A una joven que había quedado embarazada y a la que conocí hace poco, su novio se negó a dirigirle la palabra hasta que no se decidiera a sacarse «ese absceso» que le había salido en el estómago. Ella quería tener el hijo, pero su novio fue terminante: «O el hijo o yo». ¡No nos hagamos ilusiones! Aquí el feminismo no tiene nada que ver; aquí el que ha ganado la partida es el machismo. ¡El hombre no pierde nada! La que lo pierde todo, aun cuando vaya a la mejor de las clínicas del mundo, es siempre la mujer.; es ella la que tendrá que tenderse en una cama y dejar que uno o varios hombres vestidos de blanco maniobren durante algún tiempo dentro de su vientre.
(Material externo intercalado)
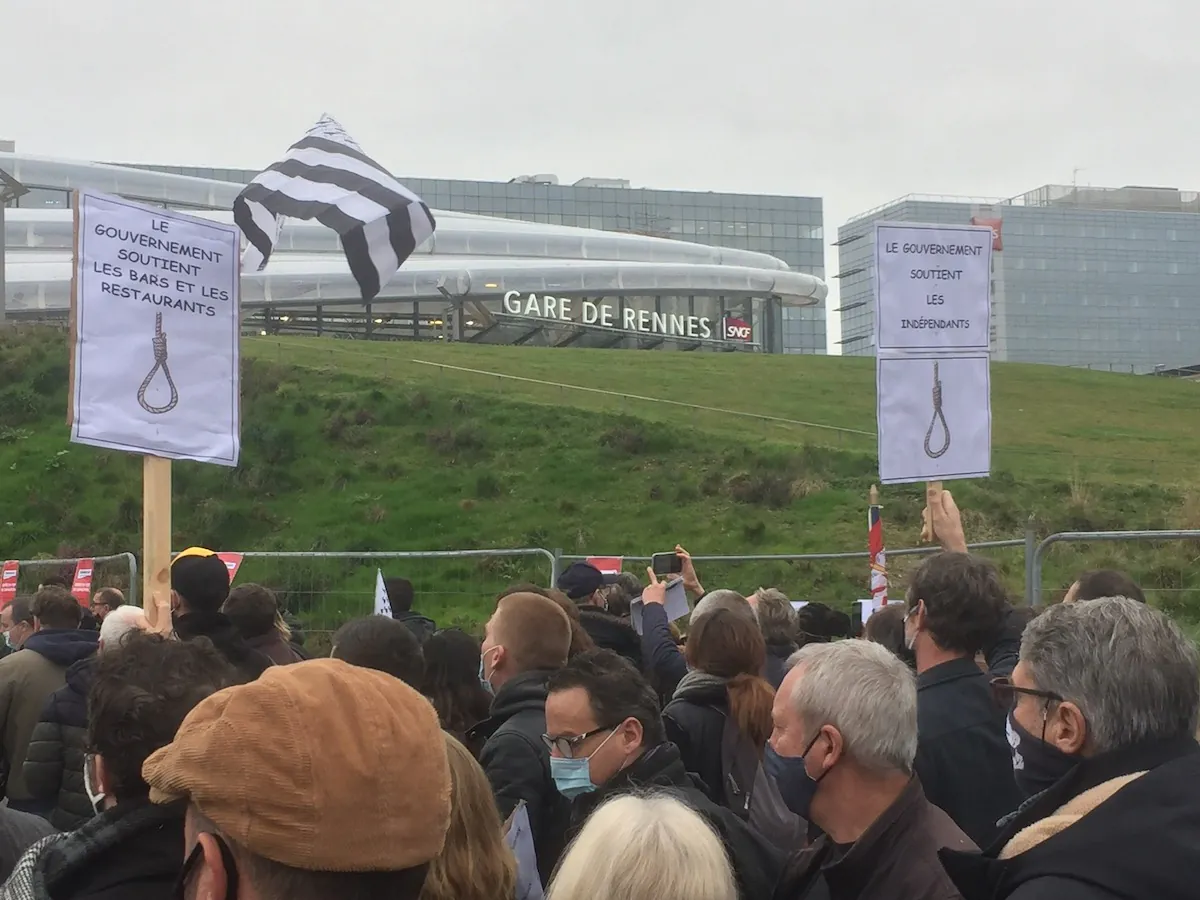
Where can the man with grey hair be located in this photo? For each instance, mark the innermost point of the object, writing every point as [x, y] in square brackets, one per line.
[841, 754]
[779, 624]
[1103, 703]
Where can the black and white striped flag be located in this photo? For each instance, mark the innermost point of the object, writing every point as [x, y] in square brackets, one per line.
[327, 177]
Tal vez sea yo muy mal pensado –y en ocasiones lo soy-, pero cuando oigo que un líder de opinión hace en público la apología del aborto, yo no pienso en él, ni en su pasado ideológico, ni en su futuro político, sino en esas mujeres que serán –literalmente- obligadas a abortar porque un niño les echaría a perder la fiesta a los varones. (Una vez, un hombre abordó un taxi y al punto se puso a platicar con el conductor. Hablaron del cielo y de la tierra, pero pasadas varias cuadras el taxista le preguntó lo que pensaba del aborto. «Señor –respondió aquél-: sobre el aborto pienso lo mismo que pensaba la madre de usted». El taxista no dijo nada más y se echó a reír: había comprendido la lección). Como digo, no quiero yo con este escrito atizar el fuego; quiero únicamente que se piense en estos detalles que los de arriba no siempre consideran y que también sería necesario discutir antes de dar ese paso del que hablaba un famoso dictador sudamericano, quien dijo así en uno de sus discursos: «¡Conciudadanos: estamos al borde del abismo! Pero, si votan por mí, daremos un paso adelante».